Although additional studies across multiple centers would be helpful in corroborating our findings, we believe that the use of ION is a feasible, safe and accurate technique which may help surgeons accurately access a disc space of interest through the lateral approach, particularly in instances where patient anatomy is not easily visualized through traditional fluoroscopic techniques. As such, it may be particularly beneficial in patients with rotational and scoliotic deformity, in whom it is particularly difficult to assess the positional relationship of the adjacent vertebral bodies by uniplanar fluoroscopy. However, the adoption of ION for LLIF is currently limited by a number of factors including prohibitive costs and little compatibility among navigated tools across companies. Although there are still barriers to the widespread adoption of this technique, we do foresee potential additional benefits to the use of ION in lateral surgery.
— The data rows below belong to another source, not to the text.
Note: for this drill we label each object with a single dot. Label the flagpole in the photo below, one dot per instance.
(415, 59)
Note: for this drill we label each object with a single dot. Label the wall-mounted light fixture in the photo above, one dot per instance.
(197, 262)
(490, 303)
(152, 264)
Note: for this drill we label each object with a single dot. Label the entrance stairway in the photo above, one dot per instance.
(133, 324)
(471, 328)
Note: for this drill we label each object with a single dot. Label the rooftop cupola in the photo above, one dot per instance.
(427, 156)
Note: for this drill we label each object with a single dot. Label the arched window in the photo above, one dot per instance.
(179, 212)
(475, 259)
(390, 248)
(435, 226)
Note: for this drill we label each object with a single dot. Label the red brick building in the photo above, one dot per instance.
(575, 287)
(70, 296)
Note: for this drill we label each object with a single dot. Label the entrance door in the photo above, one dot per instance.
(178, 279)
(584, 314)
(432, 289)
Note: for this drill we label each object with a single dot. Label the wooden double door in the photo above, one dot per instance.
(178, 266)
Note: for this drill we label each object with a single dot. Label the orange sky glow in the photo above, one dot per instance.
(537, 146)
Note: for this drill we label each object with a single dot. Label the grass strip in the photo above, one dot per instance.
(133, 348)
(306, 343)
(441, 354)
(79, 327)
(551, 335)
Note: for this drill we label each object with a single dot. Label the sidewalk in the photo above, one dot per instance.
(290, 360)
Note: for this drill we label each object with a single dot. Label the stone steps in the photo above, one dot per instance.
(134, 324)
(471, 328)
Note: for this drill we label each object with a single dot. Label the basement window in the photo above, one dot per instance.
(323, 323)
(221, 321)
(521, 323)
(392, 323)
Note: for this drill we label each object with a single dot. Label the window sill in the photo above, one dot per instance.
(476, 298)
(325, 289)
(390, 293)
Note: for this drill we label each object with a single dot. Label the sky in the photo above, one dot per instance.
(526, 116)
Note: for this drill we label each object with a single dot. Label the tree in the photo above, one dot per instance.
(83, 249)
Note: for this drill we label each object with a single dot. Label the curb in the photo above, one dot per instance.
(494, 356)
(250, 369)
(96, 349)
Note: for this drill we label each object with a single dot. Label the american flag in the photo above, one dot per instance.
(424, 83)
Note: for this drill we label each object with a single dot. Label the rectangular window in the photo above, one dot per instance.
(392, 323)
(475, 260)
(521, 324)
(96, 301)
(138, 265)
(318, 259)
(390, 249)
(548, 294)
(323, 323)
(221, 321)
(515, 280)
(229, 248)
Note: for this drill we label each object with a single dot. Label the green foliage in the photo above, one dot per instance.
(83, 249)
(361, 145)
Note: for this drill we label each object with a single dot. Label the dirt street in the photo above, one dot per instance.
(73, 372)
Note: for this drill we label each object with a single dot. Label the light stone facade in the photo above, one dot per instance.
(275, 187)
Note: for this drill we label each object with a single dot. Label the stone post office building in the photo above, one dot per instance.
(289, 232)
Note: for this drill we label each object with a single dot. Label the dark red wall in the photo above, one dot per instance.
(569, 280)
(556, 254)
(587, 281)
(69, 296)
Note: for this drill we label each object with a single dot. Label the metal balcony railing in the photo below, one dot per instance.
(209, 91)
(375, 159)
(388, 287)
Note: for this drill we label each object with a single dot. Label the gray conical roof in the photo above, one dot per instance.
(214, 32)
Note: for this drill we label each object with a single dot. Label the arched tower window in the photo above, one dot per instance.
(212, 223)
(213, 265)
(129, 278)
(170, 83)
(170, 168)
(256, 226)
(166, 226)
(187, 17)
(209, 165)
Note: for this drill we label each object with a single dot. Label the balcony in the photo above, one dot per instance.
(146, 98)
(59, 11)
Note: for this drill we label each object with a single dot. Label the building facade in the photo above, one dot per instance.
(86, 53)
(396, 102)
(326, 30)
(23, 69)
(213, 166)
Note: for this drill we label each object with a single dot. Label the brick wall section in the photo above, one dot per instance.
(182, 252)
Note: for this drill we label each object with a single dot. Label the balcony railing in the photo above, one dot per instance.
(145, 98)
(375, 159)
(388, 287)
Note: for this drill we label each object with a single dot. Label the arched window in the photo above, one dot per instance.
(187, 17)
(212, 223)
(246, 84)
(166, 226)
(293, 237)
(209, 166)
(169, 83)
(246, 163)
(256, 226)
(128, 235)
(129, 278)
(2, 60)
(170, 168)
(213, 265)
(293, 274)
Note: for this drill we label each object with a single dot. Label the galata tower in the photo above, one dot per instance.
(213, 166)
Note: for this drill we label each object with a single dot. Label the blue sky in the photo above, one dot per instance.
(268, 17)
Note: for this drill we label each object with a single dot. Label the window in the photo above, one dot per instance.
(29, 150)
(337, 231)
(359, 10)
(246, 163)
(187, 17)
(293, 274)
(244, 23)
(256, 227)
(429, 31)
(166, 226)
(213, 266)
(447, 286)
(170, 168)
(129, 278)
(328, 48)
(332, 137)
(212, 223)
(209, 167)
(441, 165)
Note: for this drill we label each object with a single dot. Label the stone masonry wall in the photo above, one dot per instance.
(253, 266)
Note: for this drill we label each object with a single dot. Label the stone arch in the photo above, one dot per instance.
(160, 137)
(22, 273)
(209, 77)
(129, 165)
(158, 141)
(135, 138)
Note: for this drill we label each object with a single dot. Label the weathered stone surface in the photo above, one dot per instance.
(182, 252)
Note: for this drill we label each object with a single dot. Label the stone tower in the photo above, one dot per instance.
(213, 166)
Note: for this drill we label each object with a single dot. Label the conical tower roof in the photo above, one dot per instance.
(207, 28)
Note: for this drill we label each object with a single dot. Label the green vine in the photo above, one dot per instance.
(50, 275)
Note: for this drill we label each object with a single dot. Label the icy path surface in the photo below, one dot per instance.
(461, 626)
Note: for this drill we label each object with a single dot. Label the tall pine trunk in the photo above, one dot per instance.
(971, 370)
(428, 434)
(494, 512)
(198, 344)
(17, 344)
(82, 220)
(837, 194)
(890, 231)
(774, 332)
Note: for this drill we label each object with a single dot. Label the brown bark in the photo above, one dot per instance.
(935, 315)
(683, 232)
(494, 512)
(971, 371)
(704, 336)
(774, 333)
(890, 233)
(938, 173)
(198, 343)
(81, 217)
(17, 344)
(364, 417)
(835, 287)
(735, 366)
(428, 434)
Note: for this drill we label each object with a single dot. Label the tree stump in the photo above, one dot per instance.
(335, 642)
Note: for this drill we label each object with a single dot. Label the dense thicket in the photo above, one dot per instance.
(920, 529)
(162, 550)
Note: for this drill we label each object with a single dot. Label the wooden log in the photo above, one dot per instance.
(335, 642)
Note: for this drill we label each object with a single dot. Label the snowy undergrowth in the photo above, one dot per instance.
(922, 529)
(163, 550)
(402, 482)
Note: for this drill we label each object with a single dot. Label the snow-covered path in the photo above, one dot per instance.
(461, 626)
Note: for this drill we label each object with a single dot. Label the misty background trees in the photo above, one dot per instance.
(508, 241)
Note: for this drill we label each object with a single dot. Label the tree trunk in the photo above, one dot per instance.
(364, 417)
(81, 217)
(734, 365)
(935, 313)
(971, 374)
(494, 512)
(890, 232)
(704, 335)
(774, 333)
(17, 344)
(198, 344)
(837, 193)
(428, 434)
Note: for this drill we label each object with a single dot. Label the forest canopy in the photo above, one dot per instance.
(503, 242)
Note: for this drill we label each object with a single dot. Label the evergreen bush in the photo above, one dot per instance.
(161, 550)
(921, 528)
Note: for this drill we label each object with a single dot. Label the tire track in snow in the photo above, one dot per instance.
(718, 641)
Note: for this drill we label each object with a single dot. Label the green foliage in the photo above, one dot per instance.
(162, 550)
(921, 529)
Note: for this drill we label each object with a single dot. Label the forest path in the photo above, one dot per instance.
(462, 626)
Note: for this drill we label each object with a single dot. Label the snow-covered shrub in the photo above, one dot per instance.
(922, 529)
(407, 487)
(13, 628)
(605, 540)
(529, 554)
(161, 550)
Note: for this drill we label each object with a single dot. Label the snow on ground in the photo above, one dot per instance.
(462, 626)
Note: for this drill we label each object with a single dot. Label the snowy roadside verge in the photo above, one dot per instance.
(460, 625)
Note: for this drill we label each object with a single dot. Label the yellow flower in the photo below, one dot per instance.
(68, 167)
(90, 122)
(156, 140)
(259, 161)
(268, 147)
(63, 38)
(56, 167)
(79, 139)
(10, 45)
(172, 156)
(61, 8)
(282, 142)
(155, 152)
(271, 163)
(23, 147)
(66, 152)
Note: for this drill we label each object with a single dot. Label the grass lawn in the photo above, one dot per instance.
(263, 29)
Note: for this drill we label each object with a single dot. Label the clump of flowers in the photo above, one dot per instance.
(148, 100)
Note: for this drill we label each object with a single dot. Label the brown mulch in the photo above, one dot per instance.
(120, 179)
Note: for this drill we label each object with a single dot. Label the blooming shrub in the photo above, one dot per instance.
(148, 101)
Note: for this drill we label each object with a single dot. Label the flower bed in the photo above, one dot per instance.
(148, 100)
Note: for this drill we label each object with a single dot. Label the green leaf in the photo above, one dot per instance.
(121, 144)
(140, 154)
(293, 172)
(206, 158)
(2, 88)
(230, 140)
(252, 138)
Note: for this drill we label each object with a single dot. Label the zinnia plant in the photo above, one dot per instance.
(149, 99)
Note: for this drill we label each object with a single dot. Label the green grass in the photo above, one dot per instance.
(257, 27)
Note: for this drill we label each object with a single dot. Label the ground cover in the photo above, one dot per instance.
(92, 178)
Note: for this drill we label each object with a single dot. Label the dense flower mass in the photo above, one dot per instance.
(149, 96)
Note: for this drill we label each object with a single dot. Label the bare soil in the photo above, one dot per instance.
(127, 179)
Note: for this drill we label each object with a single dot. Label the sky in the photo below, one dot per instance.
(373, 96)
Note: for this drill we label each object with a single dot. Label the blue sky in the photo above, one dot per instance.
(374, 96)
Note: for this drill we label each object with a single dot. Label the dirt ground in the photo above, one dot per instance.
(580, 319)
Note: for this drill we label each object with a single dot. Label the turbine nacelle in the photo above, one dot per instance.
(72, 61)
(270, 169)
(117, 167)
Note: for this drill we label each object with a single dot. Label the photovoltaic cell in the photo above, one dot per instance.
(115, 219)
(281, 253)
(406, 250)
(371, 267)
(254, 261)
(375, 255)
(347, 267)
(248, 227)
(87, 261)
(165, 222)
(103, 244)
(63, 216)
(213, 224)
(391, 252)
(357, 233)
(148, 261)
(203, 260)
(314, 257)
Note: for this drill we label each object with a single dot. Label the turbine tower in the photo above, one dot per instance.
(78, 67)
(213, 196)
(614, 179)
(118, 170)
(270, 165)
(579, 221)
As single-position LLIF procedures have been garnering increasing popularity and attention in the literature and clinical practice, the use of intraoperative navigation in such cases may prove to have the additive benefits of decreasing operative time and radiation dose while simultaneously increasing accuracy of pedicle screw placement.34-36 While this study demonstrated the safety and feasibility of ION as an adjunct to LLIF as compared to traditional 2D fluoroscopy, the continued use of ION and increasing surgeon familiarity with the technique may help to potentially further decrease the need for ionizing radiation during LLIF.
Conclusion
The perioperative complication profile, accuracy of cage placement and radiation exposure of LLIF using ION were comparable to those using only traditional fluoroscopic techniques. The use of ION in LLIF, which has been shown to be a feasible, safe and accurate technique, may have the added benefit of providing improved understanding of three-dimensional anatomy and reduce radiation dose to the surgeon and surgical team.
Footnotes
Declaration of Conflicting Interests
The author(s) declared no potential conflicts of interest with respect to the research, authorship, and/or publication of this article.
Funding
The author(s) disclosed receipt of the following financial support for the research, authorship, and/or publication of this article: No direct funding was received for this study. However, the study used REDCap (Research Electronic Data Capture) hosted at Weill Cornell Medicine Clinical and Translational Science Center supported by the National Center For Advancing Translational Science of the National Institute of Health (NIH) under award number: UL1 TR002384.